Moodle Learning Management System
Online material for courses.
Courses Taught
Introduction to American Government, Introduction to Political Science, Introduction to Political Theory, Environmental Justice and Public Policy, Environmental Philosophy, Politics of Science and Technology, Modern Political Thought, American Political Thought, Contemporary Political Thought, Comparative and International Political Economy, Introduction to Comparative Politics, Western European Politics
Lectures
Flash versions of the PowerPoint presentations used in the Research Methods course at Utah Valley University. These files reflect my current thinking on the most effective use of PowerPoint.
(Note that the speed of the Flash presentation is meant to discourage students from using them as substitutes for class attendence.)
These online lectures are taken from an online version of American Federal Government, but are based on lectures from the traditional classroom version.
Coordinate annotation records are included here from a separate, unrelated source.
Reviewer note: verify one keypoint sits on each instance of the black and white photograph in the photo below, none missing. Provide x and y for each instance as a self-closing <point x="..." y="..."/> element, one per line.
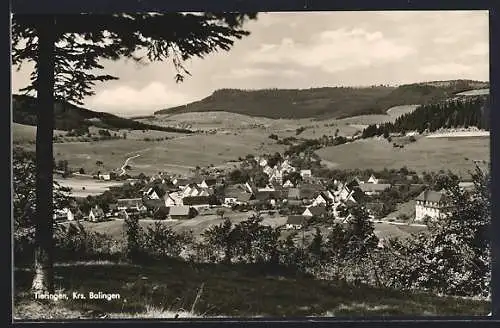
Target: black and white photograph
<point x="196" y="165"/>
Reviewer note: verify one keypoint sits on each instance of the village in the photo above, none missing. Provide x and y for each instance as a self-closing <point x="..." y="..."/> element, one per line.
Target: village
<point x="281" y="190"/>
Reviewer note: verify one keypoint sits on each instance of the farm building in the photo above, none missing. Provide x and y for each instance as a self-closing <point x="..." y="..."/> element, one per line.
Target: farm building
<point x="130" y="204"/>
<point x="433" y="204"/>
<point x="96" y="214"/>
<point x="295" y="222"/>
<point x="371" y="189"/>
<point x="64" y="214"/>
<point x="182" y="212"/>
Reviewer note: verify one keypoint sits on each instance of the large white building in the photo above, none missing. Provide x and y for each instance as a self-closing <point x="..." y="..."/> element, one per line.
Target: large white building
<point x="433" y="204"/>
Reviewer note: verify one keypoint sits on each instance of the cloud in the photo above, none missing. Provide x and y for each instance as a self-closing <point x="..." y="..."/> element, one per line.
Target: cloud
<point x="125" y="99"/>
<point x="334" y="50"/>
<point x="446" y="69"/>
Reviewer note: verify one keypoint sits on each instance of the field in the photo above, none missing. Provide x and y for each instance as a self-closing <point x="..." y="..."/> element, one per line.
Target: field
<point x="22" y="133"/>
<point x="92" y="187"/>
<point x="426" y="154"/>
<point x="164" y="289"/>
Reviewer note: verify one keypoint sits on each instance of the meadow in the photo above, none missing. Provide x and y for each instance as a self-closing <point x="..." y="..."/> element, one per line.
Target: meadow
<point x="426" y="154"/>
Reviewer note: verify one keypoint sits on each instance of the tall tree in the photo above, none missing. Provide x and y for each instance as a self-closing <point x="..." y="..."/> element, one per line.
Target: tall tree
<point x="66" y="50"/>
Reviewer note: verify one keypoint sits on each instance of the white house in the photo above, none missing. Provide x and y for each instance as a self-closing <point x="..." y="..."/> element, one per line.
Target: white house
<point x="64" y="214"/>
<point x="169" y="200"/>
<point x="372" y="179"/>
<point x="320" y="200"/>
<point x="152" y="194"/>
<point x="96" y="214"/>
<point x="305" y="173"/>
<point x="105" y="177"/>
<point x="295" y="222"/>
<point x="433" y="204"/>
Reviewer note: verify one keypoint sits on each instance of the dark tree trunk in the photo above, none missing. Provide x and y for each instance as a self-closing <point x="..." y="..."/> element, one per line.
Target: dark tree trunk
<point x="43" y="279"/>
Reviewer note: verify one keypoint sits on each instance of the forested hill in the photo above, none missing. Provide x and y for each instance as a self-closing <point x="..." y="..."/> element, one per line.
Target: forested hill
<point x="324" y="103"/>
<point x="457" y="113"/>
<point x="68" y="117"/>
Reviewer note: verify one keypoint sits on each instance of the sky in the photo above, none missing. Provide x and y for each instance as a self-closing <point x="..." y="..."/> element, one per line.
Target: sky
<point x="305" y="50"/>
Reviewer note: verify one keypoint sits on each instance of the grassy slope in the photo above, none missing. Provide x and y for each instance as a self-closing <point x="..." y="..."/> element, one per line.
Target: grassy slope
<point x="236" y="290"/>
<point x="176" y="155"/>
<point x="426" y="154"/>
<point x="321" y="102"/>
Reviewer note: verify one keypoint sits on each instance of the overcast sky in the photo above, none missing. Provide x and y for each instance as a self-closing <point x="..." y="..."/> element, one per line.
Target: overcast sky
<point x="310" y="49"/>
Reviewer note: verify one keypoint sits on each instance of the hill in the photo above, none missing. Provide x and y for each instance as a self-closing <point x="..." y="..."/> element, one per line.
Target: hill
<point x="459" y="112"/>
<point x="68" y="117"/>
<point x="324" y="103"/>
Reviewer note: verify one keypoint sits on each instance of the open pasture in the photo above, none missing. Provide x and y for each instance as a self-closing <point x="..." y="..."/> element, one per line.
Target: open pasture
<point x="426" y="154"/>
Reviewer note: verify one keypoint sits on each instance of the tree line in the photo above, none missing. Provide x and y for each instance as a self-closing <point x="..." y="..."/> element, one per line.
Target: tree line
<point x="451" y="114"/>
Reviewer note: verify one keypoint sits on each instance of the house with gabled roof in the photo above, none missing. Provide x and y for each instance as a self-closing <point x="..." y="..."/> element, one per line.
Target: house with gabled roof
<point x="372" y="179"/>
<point x="371" y="189"/>
<point x="134" y="204"/>
<point x="432" y="204"/>
<point x="182" y="212"/>
<point x="315" y="211"/>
PowerPoint file Case Study: Congressional Oversight of U.S. Fish and Wildlife Service Implementation of the Endangered Species Act
Understanding the effective implementation of public policy demands understanding how legislatures exercise oversight over the agencies responsible for that implementation. This lecture uses the implementation of the Endangered Species Act by the Fish and Wildlife Service to show that oversight takes place through much more subtle techniques than is commonly understood. These techniques include bureaucratic anticipation in response to public statements, the development of administrative procedures bias toward those outcomes preferred by Congress, and the use of "fire alarm" hearings in response to specific concerns from constituents.
Learning Resources
The Electoral College has a significant effect on the campaign strategies of presidential candidates. This exercise, which follows a lecture explaining how the system of presidential elections makes "swing states" the keys to campaigns, asks students to choose how to spend $25 million in the final weeks of a presidential campaign. Lacking sufficient resources to win the popular vote, students must prioritize their spending according to the states most likely to change the outcome of the election. Students enter the amount spent in each state, and see the effects of that spending on their total electoral votes. The lesson reinforces the idea that, because the Electoral College is a winner-take-all system, the most important states for presidential candidates are those with large numbers of electoral votes and close margins of victory.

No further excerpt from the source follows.